In questi ultimi mesi mi sono chiesta spesso perché camminassi, cosa mi spingesse davvero a calzare gli scarponi e trascorrere diverse ore – molto spesso solitarie – in montagna, lungo sentieri già noti o percorrendone di nuovi.
La risposta sembra facile, quasi banale: perché mi piace la montagna. Vero, eppure non è tutto.
Sono nata ai piedi delle Alpi e finora ho sempre vissuto con l’orizzonte ingombro di cime, ma per molto tempo sono rimaste per lo più una cornice, un abbellimento guardato con un certo distacco e raramente esplorato. Poi un giorno tutto è cambiato.
Se so bene perché ho iniziato a mettere un piede davanti all’altro e salire in quota, meno chiare sono le motivazioni che mi hanno spinto a continuare.
La passione – sopita per anni – era esplosa, ma si mescolava a tante altre emozioni. Ho trascorso mesi a camminare cercando la ragione più profonda di quei passi. Ho dovuto scremare quel turbinio di pensieri e sentimenti, “subire” stop più o meno forzati per capire quanto le montagne mi mancassero, per poi tornare a calpestare irti sentieri e ritrovare in me una felicità pura.

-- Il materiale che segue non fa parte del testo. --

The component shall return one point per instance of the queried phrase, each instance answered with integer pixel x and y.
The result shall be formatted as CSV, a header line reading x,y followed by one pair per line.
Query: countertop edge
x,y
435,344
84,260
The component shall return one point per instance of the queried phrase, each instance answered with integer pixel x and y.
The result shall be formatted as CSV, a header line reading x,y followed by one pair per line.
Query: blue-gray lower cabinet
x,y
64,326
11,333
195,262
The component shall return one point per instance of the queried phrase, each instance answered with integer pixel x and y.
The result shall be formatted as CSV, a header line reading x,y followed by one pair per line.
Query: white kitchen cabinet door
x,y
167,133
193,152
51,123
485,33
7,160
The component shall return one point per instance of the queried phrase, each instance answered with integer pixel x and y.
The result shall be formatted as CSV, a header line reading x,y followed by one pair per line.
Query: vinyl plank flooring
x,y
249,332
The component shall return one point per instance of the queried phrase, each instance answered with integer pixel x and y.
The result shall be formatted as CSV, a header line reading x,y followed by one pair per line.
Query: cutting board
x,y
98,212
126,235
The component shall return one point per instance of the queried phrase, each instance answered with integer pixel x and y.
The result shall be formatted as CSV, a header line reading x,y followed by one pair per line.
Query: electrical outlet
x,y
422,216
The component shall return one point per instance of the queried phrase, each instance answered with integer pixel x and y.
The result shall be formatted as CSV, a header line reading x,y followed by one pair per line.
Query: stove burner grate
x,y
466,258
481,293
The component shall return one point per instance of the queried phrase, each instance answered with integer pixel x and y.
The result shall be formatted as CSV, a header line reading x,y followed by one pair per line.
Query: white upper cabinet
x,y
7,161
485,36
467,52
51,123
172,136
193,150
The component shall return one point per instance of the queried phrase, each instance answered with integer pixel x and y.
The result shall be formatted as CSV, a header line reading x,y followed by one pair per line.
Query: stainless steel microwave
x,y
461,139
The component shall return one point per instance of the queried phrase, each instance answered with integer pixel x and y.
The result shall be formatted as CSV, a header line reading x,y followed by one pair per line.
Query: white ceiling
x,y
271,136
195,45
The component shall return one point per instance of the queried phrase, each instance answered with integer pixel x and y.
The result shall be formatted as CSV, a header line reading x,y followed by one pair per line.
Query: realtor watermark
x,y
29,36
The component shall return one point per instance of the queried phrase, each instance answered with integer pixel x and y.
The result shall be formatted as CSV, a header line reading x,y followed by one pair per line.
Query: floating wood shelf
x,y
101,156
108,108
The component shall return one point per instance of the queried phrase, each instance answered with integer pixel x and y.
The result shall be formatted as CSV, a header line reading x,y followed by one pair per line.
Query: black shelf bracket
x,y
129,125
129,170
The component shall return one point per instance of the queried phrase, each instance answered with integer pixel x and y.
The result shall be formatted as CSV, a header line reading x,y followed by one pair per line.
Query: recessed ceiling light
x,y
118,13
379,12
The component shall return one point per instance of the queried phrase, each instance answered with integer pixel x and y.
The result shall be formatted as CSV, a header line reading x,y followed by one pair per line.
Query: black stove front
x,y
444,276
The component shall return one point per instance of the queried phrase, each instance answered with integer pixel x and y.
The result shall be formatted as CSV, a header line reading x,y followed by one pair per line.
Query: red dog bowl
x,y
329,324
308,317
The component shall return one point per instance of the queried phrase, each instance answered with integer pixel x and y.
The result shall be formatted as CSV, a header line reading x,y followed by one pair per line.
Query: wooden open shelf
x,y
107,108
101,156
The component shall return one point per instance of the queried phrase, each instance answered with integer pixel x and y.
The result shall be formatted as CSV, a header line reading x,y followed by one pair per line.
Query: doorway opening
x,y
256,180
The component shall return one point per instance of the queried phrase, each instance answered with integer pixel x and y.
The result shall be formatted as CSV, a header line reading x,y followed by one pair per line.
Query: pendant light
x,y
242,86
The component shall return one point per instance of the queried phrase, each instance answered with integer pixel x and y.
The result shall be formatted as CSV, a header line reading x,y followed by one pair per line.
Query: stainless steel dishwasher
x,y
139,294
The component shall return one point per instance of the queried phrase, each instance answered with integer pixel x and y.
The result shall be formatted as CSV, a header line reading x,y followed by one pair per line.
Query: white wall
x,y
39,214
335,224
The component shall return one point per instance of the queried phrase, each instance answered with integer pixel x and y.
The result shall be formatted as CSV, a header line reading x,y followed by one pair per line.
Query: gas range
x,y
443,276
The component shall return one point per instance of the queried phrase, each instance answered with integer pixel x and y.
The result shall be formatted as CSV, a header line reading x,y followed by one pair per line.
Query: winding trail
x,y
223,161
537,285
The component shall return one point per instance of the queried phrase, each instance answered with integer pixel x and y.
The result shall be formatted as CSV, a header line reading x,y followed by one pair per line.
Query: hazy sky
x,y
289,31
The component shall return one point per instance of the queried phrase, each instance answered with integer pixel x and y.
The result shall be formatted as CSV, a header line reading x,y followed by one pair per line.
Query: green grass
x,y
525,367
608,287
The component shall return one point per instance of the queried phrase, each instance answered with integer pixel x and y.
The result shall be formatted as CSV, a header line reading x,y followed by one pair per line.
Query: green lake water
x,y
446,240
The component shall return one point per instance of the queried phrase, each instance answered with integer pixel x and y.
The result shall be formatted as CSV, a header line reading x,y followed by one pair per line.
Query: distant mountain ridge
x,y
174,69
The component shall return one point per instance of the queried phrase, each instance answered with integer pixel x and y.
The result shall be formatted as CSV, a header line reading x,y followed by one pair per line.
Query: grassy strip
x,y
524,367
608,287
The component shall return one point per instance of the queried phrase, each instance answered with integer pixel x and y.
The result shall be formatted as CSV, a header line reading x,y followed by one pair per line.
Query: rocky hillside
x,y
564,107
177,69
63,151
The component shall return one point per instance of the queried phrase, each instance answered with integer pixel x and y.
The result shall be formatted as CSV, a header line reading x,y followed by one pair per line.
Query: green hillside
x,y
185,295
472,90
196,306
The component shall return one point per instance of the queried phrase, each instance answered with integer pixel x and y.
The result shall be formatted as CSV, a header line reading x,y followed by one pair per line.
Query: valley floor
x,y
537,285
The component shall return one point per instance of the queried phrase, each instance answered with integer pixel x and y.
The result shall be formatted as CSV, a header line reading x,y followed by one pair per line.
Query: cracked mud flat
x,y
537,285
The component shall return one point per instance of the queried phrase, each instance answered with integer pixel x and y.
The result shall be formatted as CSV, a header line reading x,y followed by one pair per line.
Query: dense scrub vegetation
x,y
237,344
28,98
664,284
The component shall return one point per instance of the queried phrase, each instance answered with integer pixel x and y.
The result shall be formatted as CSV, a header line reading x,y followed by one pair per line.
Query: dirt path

Forse ciò che mi spinge è la ricerca di questa felicità primitiva, il ritrovare una dimensione essenziale e profondamente umana, e proprio per questo fatta di limiti, a volte superati e superabili, a volte no.
Camminare significa dialogare con se stessi, riprendere i fili interrotti dalla quotidianità e dalle sue mille incombenze. Significa soprattutto continuare a domandare e cercare, senza dover trovare una risposta ad ogni costo.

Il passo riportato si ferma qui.